Tornar as nossas cidades mais democráticas e coletivas é um objetivo primordial na atuação de arquitetos e urbanistas por todo o mundo. A criação de espaços, essencialmente públicos, pode ser entendida, inclusive, como a essência da natureza do artefato urbano.
Entretanto, este objetivo parece estar tornando-se cada vez mais uma utopia nas cidades brasileiras e, infelizmente, Juiz de Fora não é exceção. Espaços públicos e semipúblicos vêm sendo tomados pelo caos, potencializado pela incapacidade do poder público de lidar com um cenário de desordem e desigualdade social crescente. Moradores de rua, comércio informal sem controle e, em alguns casos, lixões a céu aberto tornam-se os seus ocupantes. Um cenário aprofundado pelas mazelas da pandemia da Covid-19.
Apesar dos incentivos, ou mesmo das imposições estabelecidas pela legislação urbana para a criação de recuos, áreas abertas, praças semipúblicas, marquises e outros, que agem como convite ao uso do espaço semipúblico, incorporadores e gestores vêm entendendo estes espaços como fonte constante de problema e não mais de virtude.

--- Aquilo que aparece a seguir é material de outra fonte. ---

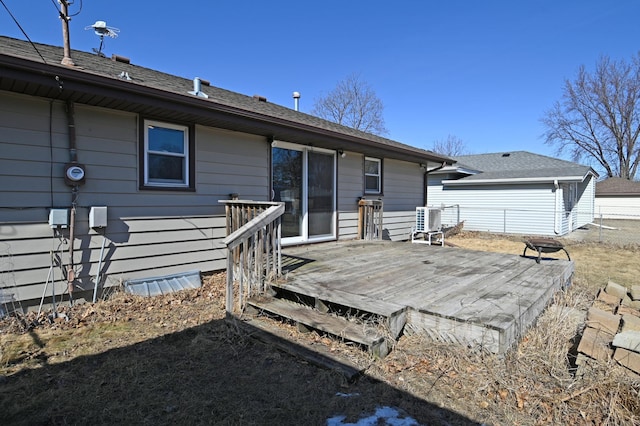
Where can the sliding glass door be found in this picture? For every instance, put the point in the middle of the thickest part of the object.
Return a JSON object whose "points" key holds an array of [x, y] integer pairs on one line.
{"points": [[304, 180]]}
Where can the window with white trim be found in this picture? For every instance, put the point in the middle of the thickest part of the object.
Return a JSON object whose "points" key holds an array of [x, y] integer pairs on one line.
{"points": [[372, 175], [167, 156]]}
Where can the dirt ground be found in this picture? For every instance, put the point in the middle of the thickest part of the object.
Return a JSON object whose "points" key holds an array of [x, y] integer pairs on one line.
{"points": [[619, 232], [175, 360]]}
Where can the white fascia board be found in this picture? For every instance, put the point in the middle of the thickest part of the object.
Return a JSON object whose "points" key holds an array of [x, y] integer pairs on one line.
{"points": [[513, 180], [457, 169]]}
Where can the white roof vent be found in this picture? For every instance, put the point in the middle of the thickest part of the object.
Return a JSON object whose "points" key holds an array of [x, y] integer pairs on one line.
{"points": [[197, 86]]}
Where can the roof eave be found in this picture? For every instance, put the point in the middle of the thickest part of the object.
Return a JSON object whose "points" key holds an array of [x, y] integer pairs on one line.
{"points": [[513, 181]]}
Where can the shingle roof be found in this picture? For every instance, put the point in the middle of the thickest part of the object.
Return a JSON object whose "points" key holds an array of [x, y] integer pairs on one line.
{"points": [[264, 114], [618, 186], [520, 165]]}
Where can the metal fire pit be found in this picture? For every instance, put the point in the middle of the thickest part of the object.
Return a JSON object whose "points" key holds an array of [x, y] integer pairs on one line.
{"points": [[544, 245]]}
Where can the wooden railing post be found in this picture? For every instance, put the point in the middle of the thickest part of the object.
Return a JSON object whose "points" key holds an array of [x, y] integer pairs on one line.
{"points": [[370, 219], [253, 248]]}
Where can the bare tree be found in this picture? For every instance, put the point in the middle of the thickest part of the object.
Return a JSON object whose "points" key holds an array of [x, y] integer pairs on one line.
{"points": [[352, 103], [452, 146], [599, 117]]}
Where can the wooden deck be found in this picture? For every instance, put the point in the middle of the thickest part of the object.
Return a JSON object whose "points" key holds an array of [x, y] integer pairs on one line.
{"points": [[452, 294]]}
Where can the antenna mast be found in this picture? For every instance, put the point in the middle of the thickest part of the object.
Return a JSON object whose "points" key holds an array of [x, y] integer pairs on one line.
{"points": [[64, 16]]}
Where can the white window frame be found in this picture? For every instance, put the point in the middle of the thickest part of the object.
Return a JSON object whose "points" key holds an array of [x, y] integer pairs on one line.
{"points": [[377, 175], [185, 156]]}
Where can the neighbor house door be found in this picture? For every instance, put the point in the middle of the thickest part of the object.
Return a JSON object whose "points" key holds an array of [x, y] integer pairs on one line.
{"points": [[304, 179]]}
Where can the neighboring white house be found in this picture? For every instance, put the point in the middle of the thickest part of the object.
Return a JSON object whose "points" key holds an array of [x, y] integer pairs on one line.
{"points": [[618, 198], [514, 192]]}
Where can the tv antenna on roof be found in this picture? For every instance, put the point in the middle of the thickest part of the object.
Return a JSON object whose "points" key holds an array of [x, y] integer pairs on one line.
{"points": [[101, 29]]}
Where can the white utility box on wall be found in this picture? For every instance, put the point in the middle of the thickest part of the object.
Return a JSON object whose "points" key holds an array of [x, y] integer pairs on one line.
{"points": [[58, 218], [98, 217]]}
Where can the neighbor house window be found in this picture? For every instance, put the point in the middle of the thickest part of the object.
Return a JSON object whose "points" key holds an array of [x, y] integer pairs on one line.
{"points": [[372, 175], [167, 156]]}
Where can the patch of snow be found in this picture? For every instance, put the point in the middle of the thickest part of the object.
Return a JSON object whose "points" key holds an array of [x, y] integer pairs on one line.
{"points": [[391, 416]]}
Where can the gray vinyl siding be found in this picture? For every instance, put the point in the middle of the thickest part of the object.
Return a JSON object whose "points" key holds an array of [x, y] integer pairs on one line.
{"points": [[586, 202], [402, 193], [518, 209], [149, 233], [350, 189]]}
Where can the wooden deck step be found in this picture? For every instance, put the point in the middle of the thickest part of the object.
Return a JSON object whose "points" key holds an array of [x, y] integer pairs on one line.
{"points": [[348, 330], [394, 315]]}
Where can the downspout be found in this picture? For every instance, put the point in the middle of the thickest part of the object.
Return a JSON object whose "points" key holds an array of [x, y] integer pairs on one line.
{"points": [[425, 180], [555, 207]]}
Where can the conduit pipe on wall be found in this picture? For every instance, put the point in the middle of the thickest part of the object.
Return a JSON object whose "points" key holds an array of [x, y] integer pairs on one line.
{"points": [[555, 207], [73, 153]]}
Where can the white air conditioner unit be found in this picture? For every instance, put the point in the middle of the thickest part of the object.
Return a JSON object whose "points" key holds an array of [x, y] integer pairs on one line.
{"points": [[428, 219], [428, 226]]}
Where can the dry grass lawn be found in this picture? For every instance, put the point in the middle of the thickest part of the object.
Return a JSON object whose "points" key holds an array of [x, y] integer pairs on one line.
{"points": [[174, 360]]}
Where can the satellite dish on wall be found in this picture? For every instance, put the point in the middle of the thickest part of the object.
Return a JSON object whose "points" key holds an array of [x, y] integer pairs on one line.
{"points": [[101, 29]]}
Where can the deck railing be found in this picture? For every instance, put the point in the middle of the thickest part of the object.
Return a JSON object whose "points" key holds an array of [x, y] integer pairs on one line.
{"points": [[254, 255], [370, 219]]}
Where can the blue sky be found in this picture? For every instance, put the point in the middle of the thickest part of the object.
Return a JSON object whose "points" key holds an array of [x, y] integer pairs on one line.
{"points": [[483, 71]]}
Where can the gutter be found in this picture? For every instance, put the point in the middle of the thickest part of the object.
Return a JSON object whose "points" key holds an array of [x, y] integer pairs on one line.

Mesmo as praças públicas, que deveriam ser grandes atrativos para suas vizinhanças, locais de convívio e interação social, transformaram-se em área non-grata, afastando moradores de seu entorno e desvalorizando imóveis. Fato triste, mas comprovado diariamente em nosso cotidiano profissional. Está cada vez mais difícil convencer incorporadores e futuros usuários e moradores a criar e manter abertos espaços semipúblicos. Cada vez mais grades e fechamentos e menos marquises, recuos, jardins e tudo aquilo cujo destino é praticamente incontrolável hoje.
Dito isto, as perguntas que se impõem são: o que fazer? Seria este um cenário irreversível?
Se o poder público não tem condições para enfrentar o problema, é preciso criar meios para que a população e a iniciativa privada o façam. Ações como a adoção de praças e possíveis inserções de operações privadas, vêm se mostrando eficazes como poder de atração de usuários, mas esbarram, muitas vezes, na demagogia e nas vaidades para avançar.
Tal como não existe vácuo de poder, também não existe vácuo na ocupação do espaço público. O único caminho possível é encontrar formas de atrair o usuário disposto a uma ocupação republicana e, no estágio que estamos, isto não ocorrerá sem que algo mais efetivo seja feito. Precisamos transformar a utopia em desafio novamente!
(PC Lourenço e Bruno Sarmento são arquitetos e leitores convidados)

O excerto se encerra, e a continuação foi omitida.